Come colmare, allora, il deficit democratico dell’Unione? Se i rimedi istituzionali che servirebbero sono pochi, semplici e chiari –  abolizione del veto, co-decisione legislativa generale del Parlamento europeo, fiscalità propria dell’Unione – la speranza di vederli adottati potrà realizzarsi solo se questi rimedi risulteranno indispensabili al conseguimento di risultati di merito che l’Unione deciderà di adottare. Così è stato sempre in passato. Per la sicurezza, per l’immigrazione, per la difesa comune, per la crescita, per l’occupazione, per investimenti su altri beni pubblici europei (dall’energia alla ricerca di base, dalla valorizzazione del patrimonio culturale alla tutela del territorio ed altri ancora) occorre un vero governo dell’Unione, che non potrebbe operare efficacemente e democraticamente se non nel rispetto del metodo comunitario: dunque adottando senza eccezioni i tre requisiti istituzionali di cui si è detto.
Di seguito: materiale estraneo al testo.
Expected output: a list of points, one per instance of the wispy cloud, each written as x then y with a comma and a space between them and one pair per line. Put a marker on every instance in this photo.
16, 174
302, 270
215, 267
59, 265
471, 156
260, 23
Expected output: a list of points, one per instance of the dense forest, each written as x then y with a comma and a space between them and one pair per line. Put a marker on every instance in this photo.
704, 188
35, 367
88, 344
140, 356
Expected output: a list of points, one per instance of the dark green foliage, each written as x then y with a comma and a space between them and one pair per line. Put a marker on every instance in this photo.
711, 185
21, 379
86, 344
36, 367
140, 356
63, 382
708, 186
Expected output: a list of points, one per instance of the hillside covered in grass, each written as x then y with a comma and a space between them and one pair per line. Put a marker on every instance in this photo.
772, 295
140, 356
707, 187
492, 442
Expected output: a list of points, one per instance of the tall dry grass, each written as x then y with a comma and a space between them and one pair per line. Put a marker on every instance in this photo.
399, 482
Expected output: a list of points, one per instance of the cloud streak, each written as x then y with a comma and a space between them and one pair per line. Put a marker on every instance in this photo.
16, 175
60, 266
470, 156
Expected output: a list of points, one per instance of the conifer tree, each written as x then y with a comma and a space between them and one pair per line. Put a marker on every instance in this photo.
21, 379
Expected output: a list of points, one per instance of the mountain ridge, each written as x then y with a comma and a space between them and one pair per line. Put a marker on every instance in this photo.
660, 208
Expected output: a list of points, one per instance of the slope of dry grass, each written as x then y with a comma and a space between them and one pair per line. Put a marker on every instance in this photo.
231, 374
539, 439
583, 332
Questo deve valere anzitutto per i Paesi dell’Eurozona, che non potranno non costituire il nucleo (tutti, non solo alcuni) di quella geometria variabile dell’Unione che ora lo stesso governo tedesco ipotizza.

Le pulsioni negative verso l’Europa, che le opinioni pubbliche stanno oggi esprimendo in misura allarmante, potranno rientrare se, e solo se, l’Unione giungerà in tempi brevi ad attivare, con un adeguato potere di governo democratico sovranazionale, politiche di stimolo alla crescita, all’occupazione anzitutto giovanile ed alla sicurezza comune.

L’alternativa appare ormai chiara: è la progressiva dissoluzione dell’Unione e il ritorno al nazionalismo. Sarebbero esiti funesti per la sicurezza, la pace e il benessere non solo dei cittadini europei ma di quelli dell’intero pianeta.